There’s no question, then, that he will continue to be as subservient to the needs of multinational corporations as the rest of his party. So why have some Republican business leaders been ripping into him? Put simply, it’s because Cuccinelli is a lousy politician, positioned to lead his ticket to defeat.
Indeed, the whole vaunted “Tea Party vs. the Establishment” battle is not about who’s more “conservative” or more supportive of big business or more serious about balancing the budget. Rather, it’s a battle between experienced insiders who know (all too well) how to win elections vs. howling-at-the-moon yahoos driven by misinformation and conspiracy theories and willing to make no concessions to reality, common sense or to anyone who doesn’t look or think exactly like them.
The contrast between Cuccinelli and Gov. McDonnell frames the case perfectly. Despite his ultraconservative Regent University Master’s thesis proving that he is neither moderate nor mainstream, McDonnell has done a brilliant job in the past four years reframing himself as both. Bob’s for Jobs, remember?
Cuccinelli, meanwhile, does not seem capable of lowering himself to deal with such earthly concerns as jobs, roads or schools. And while it’s easier for McDonnell to distance himself from a 20-year-old thesis, how could Cuccinelli distance himself, say, from his 2010 subpoena of Professor Michael Mann, a bizarre document grounded in the darkest, strangest theories of climate change denial?

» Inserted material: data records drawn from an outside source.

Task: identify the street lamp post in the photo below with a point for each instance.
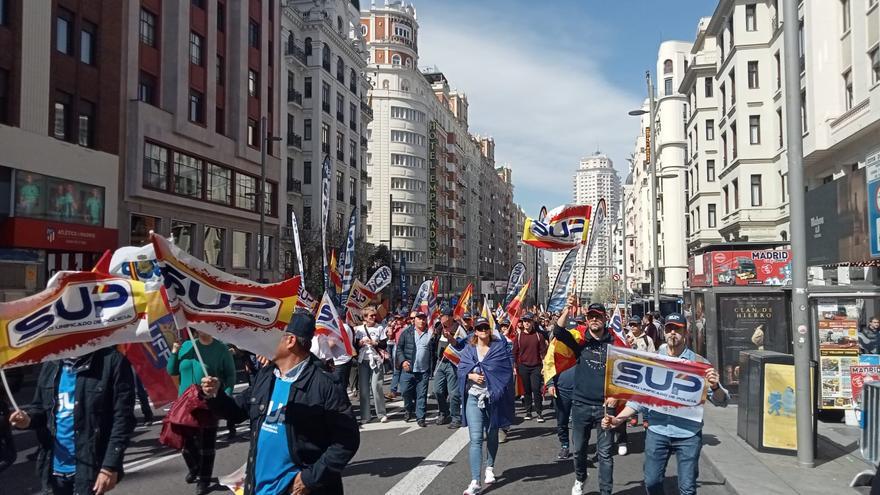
(261, 193)
(655, 248)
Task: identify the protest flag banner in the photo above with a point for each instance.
(464, 302)
(330, 329)
(656, 381)
(237, 311)
(565, 228)
(77, 313)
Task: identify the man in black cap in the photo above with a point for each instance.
(304, 430)
(588, 397)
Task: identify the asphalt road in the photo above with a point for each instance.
(395, 457)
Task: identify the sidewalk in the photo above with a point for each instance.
(748, 471)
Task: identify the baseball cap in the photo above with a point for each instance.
(597, 308)
(302, 325)
(676, 319)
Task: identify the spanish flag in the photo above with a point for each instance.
(464, 302)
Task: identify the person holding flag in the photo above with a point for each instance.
(588, 396)
(674, 430)
(83, 413)
(485, 380)
(304, 429)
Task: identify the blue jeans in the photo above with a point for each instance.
(583, 419)
(446, 390)
(563, 414)
(478, 422)
(414, 388)
(658, 450)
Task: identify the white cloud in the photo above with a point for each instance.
(546, 106)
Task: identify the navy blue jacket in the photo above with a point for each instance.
(322, 433)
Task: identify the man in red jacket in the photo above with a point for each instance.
(529, 348)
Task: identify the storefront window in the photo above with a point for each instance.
(51, 198)
(140, 229)
(214, 251)
(183, 235)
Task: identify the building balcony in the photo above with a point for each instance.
(294, 96)
(294, 185)
(294, 140)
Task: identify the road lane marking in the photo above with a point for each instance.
(419, 478)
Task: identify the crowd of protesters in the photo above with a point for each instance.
(304, 430)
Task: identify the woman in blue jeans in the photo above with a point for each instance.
(485, 381)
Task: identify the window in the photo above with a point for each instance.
(754, 129)
(751, 17)
(241, 242)
(756, 190)
(253, 34)
(155, 166)
(214, 241)
(196, 107)
(196, 45)
(86, 124)
(148, 27)
(245, 192)
(219, 184)
(87, 43)
(183, 233)
(253, 83)
(847, 90)
(753, 74)
(875, 65)
(253, 134)
(64, 32)
(62, 116)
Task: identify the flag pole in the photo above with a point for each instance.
(8, 390)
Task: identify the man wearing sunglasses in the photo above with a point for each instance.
(673, 434)
(588, 396)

In fact, Cuccinelli is a great example of how the GOP has painted itself into a corner by first cozying up to, and then being taken over by, the Tea Party. Republicans will indeed rue the day they started their flirtation with this scary, extremist movement — a Frankenstein that is still running rampant thanks to the establishment types who breathed life into the monster.
Frankenstein, not Robin Hood — that’s who we’ll be facing this November. The good news is that this monster’s ugliness is bare and apparent for all to see.